The “fsf 4” will fast forward the tape to the first saved VG after the mksysb.  To restore the 2nd saved VG, use “fsf 5”.

If you need to restore individual files, you can do it like this:

/usr/bin/tctl -f/dev/rmt0 rewind
restore -x -d -v -s4 -f/dev/rmt0.1 ./[path]/[file]

“-s4” is rootvg, use “-s5” for next VG. The files are restored in your current directory.

Using this you can make a mksysb tape with your OS, your TSM application VGs, and your NIM VGs all on one tape.  And, if you save the VG structure into your rootvg, you can restore your extra filesystems as well.  Then you just have to restore the files from TSM.  I wouldn’t try to backup the TSM log, archivelog, or DB this way, but those can be created with your TSM DB backup.  Just be sure to do a “backup devconfig” and “backup volhist” regularly.

NIM Quickstart

I muddled through my first NIM install, and got it working okay. But, I’ve since heard Steve Knudson several times deliver his NIM sessions? and that has really solidified the concepts better than trying to read the manuals. You can see a replay of Steve’s presentation at the AIX Virtual User Group, which I highly recommend.

I recently had to build a new NIM server, so I thought it was a good time to post my cliff notes version.

Install these on the NIM Master:

  • bos.net.tcp.server
  • bos.net.nfs.server
  • bos.sysmgt.nim.master
  • bos.sysmgt.nim.spot

Make these directories:

  • /export
  • /export/61 ( or 53, or something representative of your AIX version)

Make these filesystems:

  • /export/61/lpp_6100-01-07
  • /export/61/spot_6100-01-07
  • /export/mksysb

The lpp filesystem will be the lppsource for AIX 6.1 TL1 SP7, and the spot filesystem will be the coresponding spot.
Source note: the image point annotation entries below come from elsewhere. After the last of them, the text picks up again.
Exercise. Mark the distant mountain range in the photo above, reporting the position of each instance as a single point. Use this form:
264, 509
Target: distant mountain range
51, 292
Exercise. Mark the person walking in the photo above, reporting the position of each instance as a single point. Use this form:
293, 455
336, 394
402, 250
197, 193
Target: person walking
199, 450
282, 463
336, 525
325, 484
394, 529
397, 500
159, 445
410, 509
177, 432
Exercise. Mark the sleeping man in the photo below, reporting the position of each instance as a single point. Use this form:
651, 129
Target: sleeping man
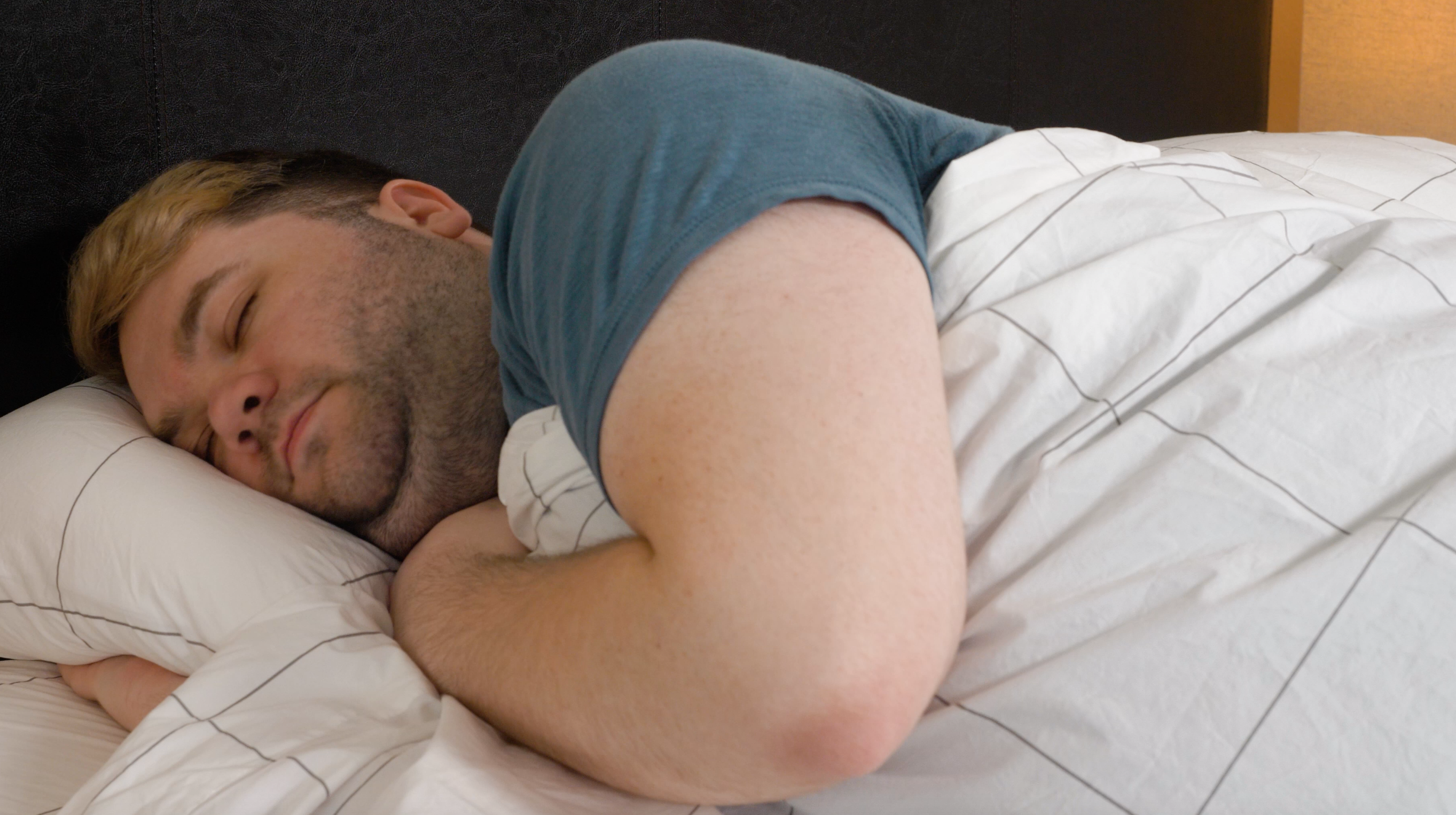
713, 260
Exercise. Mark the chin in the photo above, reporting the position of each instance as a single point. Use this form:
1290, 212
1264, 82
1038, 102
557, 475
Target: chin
401, 529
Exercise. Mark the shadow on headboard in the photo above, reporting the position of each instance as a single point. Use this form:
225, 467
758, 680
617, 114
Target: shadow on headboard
98, 97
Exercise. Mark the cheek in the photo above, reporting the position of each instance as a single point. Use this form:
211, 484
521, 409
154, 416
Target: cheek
354, 458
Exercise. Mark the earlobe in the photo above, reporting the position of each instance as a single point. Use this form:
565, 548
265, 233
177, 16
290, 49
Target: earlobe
420, 206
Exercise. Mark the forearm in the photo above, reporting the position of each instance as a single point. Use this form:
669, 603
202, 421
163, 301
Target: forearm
615, 665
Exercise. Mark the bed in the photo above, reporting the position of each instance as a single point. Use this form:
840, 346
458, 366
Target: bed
1269, 632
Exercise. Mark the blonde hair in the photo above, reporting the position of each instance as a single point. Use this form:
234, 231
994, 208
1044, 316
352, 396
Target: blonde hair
147, 233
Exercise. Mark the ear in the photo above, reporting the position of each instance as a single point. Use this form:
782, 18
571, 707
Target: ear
418, 206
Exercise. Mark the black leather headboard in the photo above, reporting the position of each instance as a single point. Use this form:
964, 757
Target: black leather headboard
99, 95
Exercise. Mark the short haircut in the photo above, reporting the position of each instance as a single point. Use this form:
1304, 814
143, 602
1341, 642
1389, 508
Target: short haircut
149, 232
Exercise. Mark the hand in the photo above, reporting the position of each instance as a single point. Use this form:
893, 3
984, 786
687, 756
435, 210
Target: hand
127, 687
For AIX 6.1, the lppsource is about 4G and the spot is about 600M.  The mksysb directory is good for customized base install images and mksysb images.

Initialize the NIM master:

smitty nim

Configure the NIM Environment / Advanced Configuration / Initialize the NIM Master Only

Network name:  something like 192_168_1

Primary Network Install Interface: enX

I also let the clients register themselves, it’s just easier that way.

Create the lppsource:

Insert DVD 1

smitty bffcreate

input device: /dev/cd0

directory for storing software: /export/61/lpp_6100-01-07

extend filesystems: yes

process multiple volumes: yes

You’ll be prompted to change DVDs.

Define to lppsource to NIM:

smitty nim

Configure the NIM Environment / Advanced Configuration / Create Basic Installation Resources /  Create a New LPP_SOURCE Only

Resource SERVER: master

LPP_SOURCE Name: lpp_6100-01-07

LPP_SOURCE Directory: /export/61/lpp_6100-01-07

Create new filesystem for LPP_SOURCE: no

Make the SPOT:

smitty nim

Configure the NIM Environment / Advanced Configuration / Create Basic Installation Resources /  Create a New SPOT Only

Resource SERVER: master

Input device: hit F4 and select your lppsource

SPOT Name: spot_6100-01-07

SPOT Directory: /export/61

Create new filesystem for SPOT: no

And, that’s about it.  Just register your clients. I don’t use a hardware address, I just populate the IP.  I also use nimsh instead of rsh.  Nimsh is the newer protocol, and doesn’t require you to setup a .rhosts file on every client.